Massive weight loss following bariatric surgery leads to redundant skin in the face, neck, arms, breasts, abdomen, and legs. This loose skin can be associated with medical problems including skin rashes, difficulty in performing certain activities like urinating, walking, or engaging in sexual activity. Embarrassment or dissatisfaction with appearance may adversely affect one’s psyche and lead to feelings of inadequacy and lack of self-worth. Studies have found that body contouring after bariatric surgery significantly improves physical and emotional status.
It is generally recommended that a person who has undergone bariatric surgery lose all the weight they need to and then stay at that new low weight for 6–12 months before having any corrective cosmetic surgery. The idea is to avoid significant weight fluctuations. Results of cosmetic surgery are more predictable by doing it this way.
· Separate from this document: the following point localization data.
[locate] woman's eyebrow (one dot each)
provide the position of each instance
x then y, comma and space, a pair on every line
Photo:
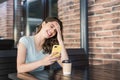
53, 25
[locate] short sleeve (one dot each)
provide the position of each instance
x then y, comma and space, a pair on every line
24, 41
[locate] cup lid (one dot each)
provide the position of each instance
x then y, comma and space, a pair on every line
66, 61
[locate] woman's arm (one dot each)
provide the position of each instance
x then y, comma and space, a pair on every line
64, 55
27, 67
26, 76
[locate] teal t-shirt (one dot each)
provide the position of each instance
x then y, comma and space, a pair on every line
32, 53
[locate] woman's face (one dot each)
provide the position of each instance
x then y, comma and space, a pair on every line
49, 29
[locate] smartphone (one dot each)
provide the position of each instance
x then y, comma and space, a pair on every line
56, 50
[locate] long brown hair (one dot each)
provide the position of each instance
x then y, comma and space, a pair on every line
47, 46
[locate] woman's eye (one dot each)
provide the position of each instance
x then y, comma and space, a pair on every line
51, 26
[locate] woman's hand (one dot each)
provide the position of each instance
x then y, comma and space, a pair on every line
48, 60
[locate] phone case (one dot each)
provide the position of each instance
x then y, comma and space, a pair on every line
56, 50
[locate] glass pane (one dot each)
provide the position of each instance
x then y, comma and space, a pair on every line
35, 14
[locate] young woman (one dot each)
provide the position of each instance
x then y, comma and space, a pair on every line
34, 52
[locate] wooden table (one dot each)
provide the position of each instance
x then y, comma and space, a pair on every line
86, 73
77, 74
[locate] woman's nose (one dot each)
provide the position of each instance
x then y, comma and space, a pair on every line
52, 30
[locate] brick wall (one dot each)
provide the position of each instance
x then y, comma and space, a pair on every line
104, 29
6, 19
69, 13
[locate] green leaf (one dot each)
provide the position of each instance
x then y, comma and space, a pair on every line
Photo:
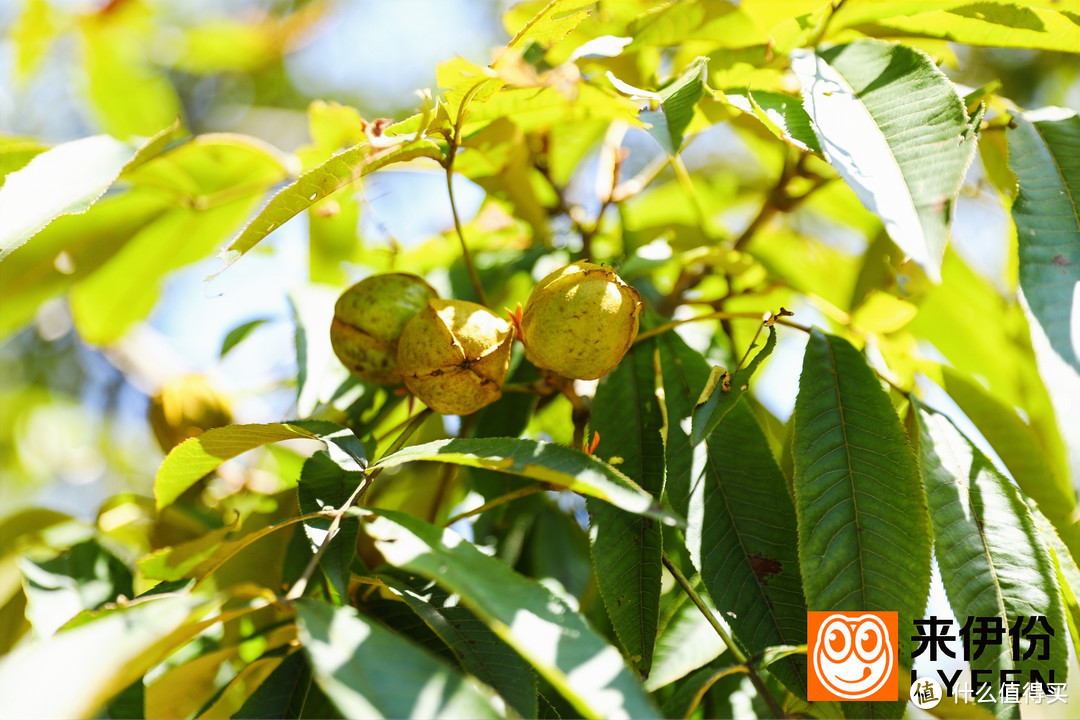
556, 464
67, 180
197, 456
864, 535
370, 671
677, 103
530, 619
685, 375
481, 652
742, 535
288, 692
626, 546
325, 485
1038, 473
84, 576
239, 334
687, 642
892, 125
557, 18
314, 185
993, 560
129, 94
1044, 154
724, 392
69, 249
98, 659
782, 114
990, 24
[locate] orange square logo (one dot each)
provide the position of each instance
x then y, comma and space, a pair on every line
852, 655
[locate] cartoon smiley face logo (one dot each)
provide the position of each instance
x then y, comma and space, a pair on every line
852, 655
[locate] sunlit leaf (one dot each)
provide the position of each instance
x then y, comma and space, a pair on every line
742, 535
991, 24
314, 185
129, 94
539, 625
84, 576
325, 485
65, 180
288, 692
137, 638
1044, 154
370, 671
677, 102
556, 464
197, 456
864, 535
993, 560
1040, 474
892, 125
626, 546
724, 391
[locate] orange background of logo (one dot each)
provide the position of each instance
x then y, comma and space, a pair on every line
819, 684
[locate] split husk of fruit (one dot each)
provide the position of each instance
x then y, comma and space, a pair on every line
580, 321
368, 320
454, 356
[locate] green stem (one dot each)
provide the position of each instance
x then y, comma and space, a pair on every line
737, 652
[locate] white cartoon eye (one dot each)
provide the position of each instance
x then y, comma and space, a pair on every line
837, 640
871, 639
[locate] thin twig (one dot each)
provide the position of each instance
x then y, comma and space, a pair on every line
301, 584
501, 500
450, 154
737, 652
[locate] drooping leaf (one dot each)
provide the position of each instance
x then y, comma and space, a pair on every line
368, 670
677, 103
1031, 465
480, 651
197, 456
626, 546
685, 374
742, 535
782, 114
556, 464
892, 125
288, 692
84, 576
557, 18
686, 643
993, 560
864, 535
336, 173
325, 485
129, 94
1044, 154
725, 391
137, 638
67, 180
529, 617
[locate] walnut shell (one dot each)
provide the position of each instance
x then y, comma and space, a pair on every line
580, 321
368, 318
454, 356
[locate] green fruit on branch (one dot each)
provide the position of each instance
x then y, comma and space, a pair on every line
184, 407
368, 318
454, 356
580, 321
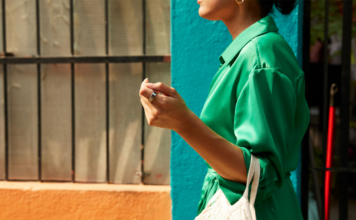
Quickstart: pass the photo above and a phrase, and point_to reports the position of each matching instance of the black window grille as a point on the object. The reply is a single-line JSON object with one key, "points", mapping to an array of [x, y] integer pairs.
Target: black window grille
{"points": [[9, 58]]}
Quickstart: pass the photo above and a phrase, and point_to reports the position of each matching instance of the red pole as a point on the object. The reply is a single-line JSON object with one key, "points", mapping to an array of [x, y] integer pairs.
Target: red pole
{"points": [[329, 152]]}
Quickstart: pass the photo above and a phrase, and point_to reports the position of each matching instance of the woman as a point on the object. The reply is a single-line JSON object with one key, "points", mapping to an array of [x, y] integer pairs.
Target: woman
{"points": [[256, 105]]}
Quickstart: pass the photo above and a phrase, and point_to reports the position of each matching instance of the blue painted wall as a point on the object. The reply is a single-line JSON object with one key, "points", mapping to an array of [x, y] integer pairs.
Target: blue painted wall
{"points": [[196, 45]]}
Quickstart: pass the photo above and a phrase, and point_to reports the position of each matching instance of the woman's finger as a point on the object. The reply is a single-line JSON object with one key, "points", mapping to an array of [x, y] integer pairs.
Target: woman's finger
{"points": [[160, 87], [145, 92]]}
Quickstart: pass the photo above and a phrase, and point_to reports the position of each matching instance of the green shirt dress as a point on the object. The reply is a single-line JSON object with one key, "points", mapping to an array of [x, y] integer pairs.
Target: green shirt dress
{"points": [[257, 102]]}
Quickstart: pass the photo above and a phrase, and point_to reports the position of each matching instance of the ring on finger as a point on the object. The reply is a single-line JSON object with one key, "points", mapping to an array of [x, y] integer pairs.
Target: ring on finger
{"points": [[153, 95]]}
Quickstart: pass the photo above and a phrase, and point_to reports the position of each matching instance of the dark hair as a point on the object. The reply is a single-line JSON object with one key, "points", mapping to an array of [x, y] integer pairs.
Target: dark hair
{"points": [[284, 6]]}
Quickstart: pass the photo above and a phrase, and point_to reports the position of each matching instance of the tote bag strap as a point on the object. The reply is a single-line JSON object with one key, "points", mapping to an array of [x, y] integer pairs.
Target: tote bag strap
{"points": [[249, 176], [255, 182]]}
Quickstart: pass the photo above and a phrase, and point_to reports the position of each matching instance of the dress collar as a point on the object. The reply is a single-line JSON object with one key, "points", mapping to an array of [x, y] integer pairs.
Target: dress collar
{"points": [[264, 25]]}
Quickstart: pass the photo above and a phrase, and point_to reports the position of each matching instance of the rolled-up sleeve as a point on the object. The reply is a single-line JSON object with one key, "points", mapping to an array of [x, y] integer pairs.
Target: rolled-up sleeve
{"points": [[264, 126]]}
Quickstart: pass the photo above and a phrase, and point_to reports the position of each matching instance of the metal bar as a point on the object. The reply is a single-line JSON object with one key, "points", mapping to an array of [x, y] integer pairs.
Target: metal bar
{"points": [[305, 142], [84, 59], [143, 77], [5, 92], [325, 91], [107, 91], [345, 107], [335, 169], [72, 86], [38, 29]]}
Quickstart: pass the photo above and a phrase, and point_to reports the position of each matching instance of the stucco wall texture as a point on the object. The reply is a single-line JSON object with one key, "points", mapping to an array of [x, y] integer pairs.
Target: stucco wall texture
{"points": [[196, 45], [62, 201]]}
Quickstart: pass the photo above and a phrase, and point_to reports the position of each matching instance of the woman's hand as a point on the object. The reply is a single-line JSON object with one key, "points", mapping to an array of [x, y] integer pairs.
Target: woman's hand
{"points": [[167, 110]]}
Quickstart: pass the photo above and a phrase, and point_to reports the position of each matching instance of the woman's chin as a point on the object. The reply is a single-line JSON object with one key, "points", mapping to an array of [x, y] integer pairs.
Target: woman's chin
{"points": [[205, 14]]}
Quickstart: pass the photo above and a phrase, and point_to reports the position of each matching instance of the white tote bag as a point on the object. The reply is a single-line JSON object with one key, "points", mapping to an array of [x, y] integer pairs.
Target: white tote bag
{"points": [[219, 207]]}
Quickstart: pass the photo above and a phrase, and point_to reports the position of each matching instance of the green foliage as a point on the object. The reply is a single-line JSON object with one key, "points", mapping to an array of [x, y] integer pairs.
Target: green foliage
{"points": [[335, 19]]}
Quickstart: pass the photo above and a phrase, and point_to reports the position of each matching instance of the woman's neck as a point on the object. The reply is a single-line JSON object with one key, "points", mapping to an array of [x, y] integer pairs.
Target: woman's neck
{"points": [[240, 21]]}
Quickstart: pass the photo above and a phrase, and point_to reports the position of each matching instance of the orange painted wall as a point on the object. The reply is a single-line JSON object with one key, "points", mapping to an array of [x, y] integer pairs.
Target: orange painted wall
{"points": [[47, 201]]}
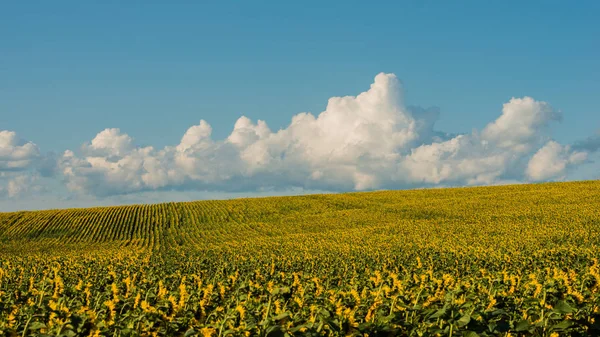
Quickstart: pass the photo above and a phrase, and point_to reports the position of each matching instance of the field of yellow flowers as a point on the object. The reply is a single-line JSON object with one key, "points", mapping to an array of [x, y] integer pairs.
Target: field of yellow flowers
{"points": [[490, 261]]}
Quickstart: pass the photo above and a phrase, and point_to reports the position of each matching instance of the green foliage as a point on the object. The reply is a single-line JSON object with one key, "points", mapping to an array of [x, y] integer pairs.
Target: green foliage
{"points": [[498, 261]]}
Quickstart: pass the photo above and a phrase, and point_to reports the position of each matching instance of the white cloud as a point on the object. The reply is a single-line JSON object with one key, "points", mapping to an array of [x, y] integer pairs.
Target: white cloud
{"points": [[16, 154], [20, 165], [552, 160], [368, 141]]}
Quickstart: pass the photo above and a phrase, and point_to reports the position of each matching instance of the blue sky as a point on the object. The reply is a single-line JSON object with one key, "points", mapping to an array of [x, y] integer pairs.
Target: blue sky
{"points": [[69, 70]]}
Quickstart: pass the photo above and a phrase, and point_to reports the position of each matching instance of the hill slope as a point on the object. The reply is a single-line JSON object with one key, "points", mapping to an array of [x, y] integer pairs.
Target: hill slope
{"points": [[215, 223], [491, 261]]}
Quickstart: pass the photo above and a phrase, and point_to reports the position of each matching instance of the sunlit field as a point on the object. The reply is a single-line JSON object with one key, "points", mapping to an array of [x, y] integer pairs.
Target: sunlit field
{"points": [[516, 260]]}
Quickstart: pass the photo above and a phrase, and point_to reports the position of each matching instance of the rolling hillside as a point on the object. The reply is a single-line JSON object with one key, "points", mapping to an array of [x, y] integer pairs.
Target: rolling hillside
{"points": [[486, 261]]}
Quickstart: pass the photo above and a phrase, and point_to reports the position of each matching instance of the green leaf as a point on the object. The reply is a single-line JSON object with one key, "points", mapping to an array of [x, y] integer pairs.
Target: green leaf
{"points": [[523, 326], [563, 307], [274, 331], [463, 321], [190, 332], [563, 325], [36, 326], [439, 313]]}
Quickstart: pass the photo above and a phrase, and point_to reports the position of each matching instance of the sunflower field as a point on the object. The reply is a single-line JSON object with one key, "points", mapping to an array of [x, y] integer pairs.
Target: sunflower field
{"points": [[518, 260]]}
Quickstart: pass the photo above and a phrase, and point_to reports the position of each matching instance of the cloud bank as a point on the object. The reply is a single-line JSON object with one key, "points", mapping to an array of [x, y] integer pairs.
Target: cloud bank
{"points": [[363, 142]]}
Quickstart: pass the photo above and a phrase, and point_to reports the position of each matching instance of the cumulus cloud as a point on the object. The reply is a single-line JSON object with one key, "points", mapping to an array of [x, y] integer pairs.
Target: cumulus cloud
{"points": [[552, 160], [16, 154], [362, 142], [20, 165]]}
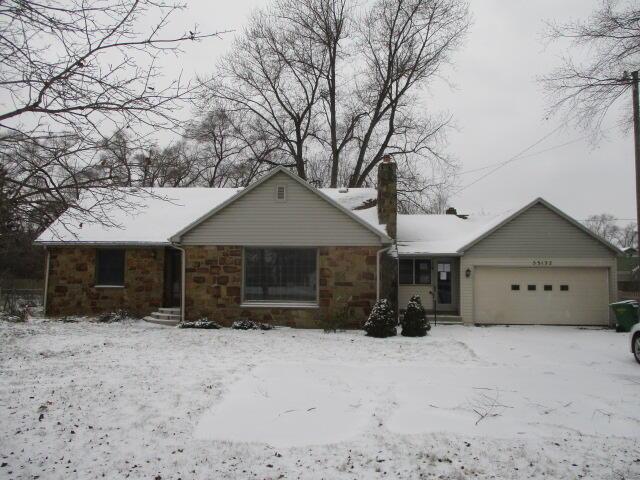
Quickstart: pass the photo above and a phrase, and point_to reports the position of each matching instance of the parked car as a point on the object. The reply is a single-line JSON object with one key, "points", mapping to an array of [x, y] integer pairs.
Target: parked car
{"points": [[635, 341]]}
Common plastic surgery procedures needed by massive weight loss patients include facial operations such as brow lift, blepharoplasty, and facelift. Many patients need arm tucks (brachioplasty) to excise excess skin and fat from the upper arms (“bat wing deformity”). Common breast surgery includes breast reductions or lifts with or without implants or sometimes a simple straightforward augmentation mammoplasty is all that is needed. Tummy tucks or lower body lifts will dramatically improve the lower trunk and abdomen and can help to lift the lateral hip and buttocks and upper thighs. For patients with excess thigh skin and fat they may be treated with vertical or horizontal thigh lifts depending on their deformity.
Cosmetic treatment of massive weight loss patients has been shown to have a very high satisfaction rate among the clients being treated. Often these treatments are dramatically transformative and make some patients look like different human beings. In general, the worse someone looks before corrective cosmetic surgery the more they can be helped and the likelihood of them being pleased with the results of their procedures is greater. Cosmetic surgery treatment of massive weight loss patients is a rapidly expanding area in the field of plastic surgery and for the patient really represents the finishing touches on a long hard road from significant unhealthy obesity back to a healthy status with a body the individual patient can be proud of. Looking good and feeling good are inter-linked and a great source of satisfaction leading to happier and more productive lives.